Die Neurojurisprudenz ist ein interdisziplinäres Teilgebiet der Rechtswissenschaft, das sich mit den Erkenntnissen der Neurowissenschaften und deren Konsequenzen für die Rechtsordnung befasst.[1]
Nach der umstrittenen rechtsphilosophischen Lehre des Determinismus ist der Mensch zu einer freien Willensbildung und -entschließung nicht fähig.[2]
Die deutschen Hirnforscher Gerhard Roth, Wolf Singer, Wolfgang Prinz und Hans J. Markowitsch[3] halten dies in ihrer Veröffentlichung aus dem Jahre 2004[4] nunmehr im Sinne eines „neuronalen Determinismus“ für empirisch erwiesen, da die menschlichen Handlungen durch hirnorganische Aktionsmuster determiniert seien und eine gleichwohl empfundene Willensfreiheit eine Illusion sei.
Die Neurojurisprudenz stellt damit insbesondere die rechtswissenschaftlichen Aussagen über Schuld und Strafe infrage.
Einen speziellen Forschungsansatz verfolgte Robert Weimar mit dem Versuch, neurowissenschaftliche Erkenntnisse für die Verwaltungswissenschaften nutzbar zu machen (Neuro-Administratics).[5]
Die naturwissenschaftliche Lehre vom neuronalen Determinismus stößt sowohl in der Rechtswissenschaft[6] als auch in den Geisteswissenschaften[7] auf Kritik.
Aus wissenschaftstheoretischer Sicht bedeute die Lehre eine methodische Verengung auf naturwissenschaftliche Erkenntnisweisen. Es bestehe die Gefahr „reduktionistischer Globalerklärungen“ (Peter Strohschneider).
Der Determinismus sei eine bloße „Modeerscheinung“, die den Zugang zu Forschungsgeldern erleichtere. Als Hilfswissenschaft sei er hingegen nützlich, die empirischen Erkenntnisse der Naturwissenschaften könnten aber die normativen Fragen der Rechtswissenschaft nicht beantworten (Lutz Wingert).
Dort, wo auch die Geisteswissenschaften empirisch arbeiten (z. B. in der Erziehungswissenschaft), sei der Determinismus eine nützliche Ergänzung. Die Erkenntnisse der jungen Neurowissenschaften seien aber erst noch zu verifizieren. Auch die Naturwissenschaften sollten Methoden der Geisteswissenschaften einbeziehen. Der Determinismus sei dann geeignet, die interdisziplinäre Forschung zu befördern (Jürgen Mittelstraß).

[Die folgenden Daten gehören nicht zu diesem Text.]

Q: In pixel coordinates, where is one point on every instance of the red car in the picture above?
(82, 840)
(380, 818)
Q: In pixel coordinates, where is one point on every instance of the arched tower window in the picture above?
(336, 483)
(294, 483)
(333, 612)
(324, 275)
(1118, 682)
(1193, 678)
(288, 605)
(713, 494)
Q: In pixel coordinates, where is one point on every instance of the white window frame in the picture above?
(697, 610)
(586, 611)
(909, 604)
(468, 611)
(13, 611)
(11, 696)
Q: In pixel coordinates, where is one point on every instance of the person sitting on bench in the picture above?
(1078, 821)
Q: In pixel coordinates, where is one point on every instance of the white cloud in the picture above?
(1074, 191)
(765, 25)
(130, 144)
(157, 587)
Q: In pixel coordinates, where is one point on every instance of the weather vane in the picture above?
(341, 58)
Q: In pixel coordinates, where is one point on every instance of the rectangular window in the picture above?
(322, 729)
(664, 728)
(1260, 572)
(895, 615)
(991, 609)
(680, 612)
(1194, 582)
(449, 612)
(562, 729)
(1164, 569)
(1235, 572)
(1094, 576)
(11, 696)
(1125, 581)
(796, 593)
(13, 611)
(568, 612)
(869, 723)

Die Rechtswissenschaft teilt sich in drei Lager. Die einen mahnen eine Neurojurisprudenz an, die sich auf den illusionären Charakter der Willensfreiheit einlässt und einen Umbau des (Straf-)Rechts verlangt. Andere erklären das Recht und die Rechtswissenschaft in ihrem Freiheitsverständnis für autonom und behaupten deshalb, der neuronale Determinismus gehe das Recht nichts an. Dritte verteidigen die Freiheitsannahme, weil der empirische Gegenbeweis weder schon da noch überhaupt führbar sei und werfen den Hirnforschern mit ihrem Übersprung vom Forscher zum Deuter einen Kategorienfehler vor. Man solle sich jedoch einlassen auf einen interdisziplinären Diskurs, um die elementare Bedeutung der Freiheitsannahme für das Recht ins Bewusstsein zu heben (Thomas Hillenkamp). Wer Willensfreiheit für empirisch nachgewiesen widerlegt erkläre, reiße die Grundfesten jeden freiheitlichen Rechtssystems ein, nicht nur des (Schuld-)Strafrechts, sondern auch des Zivil- und Verfassungsrechts.[6][8]
In der Spruchpraxis der Strafgerichte spielt der Determinismus keine Rolle.[9]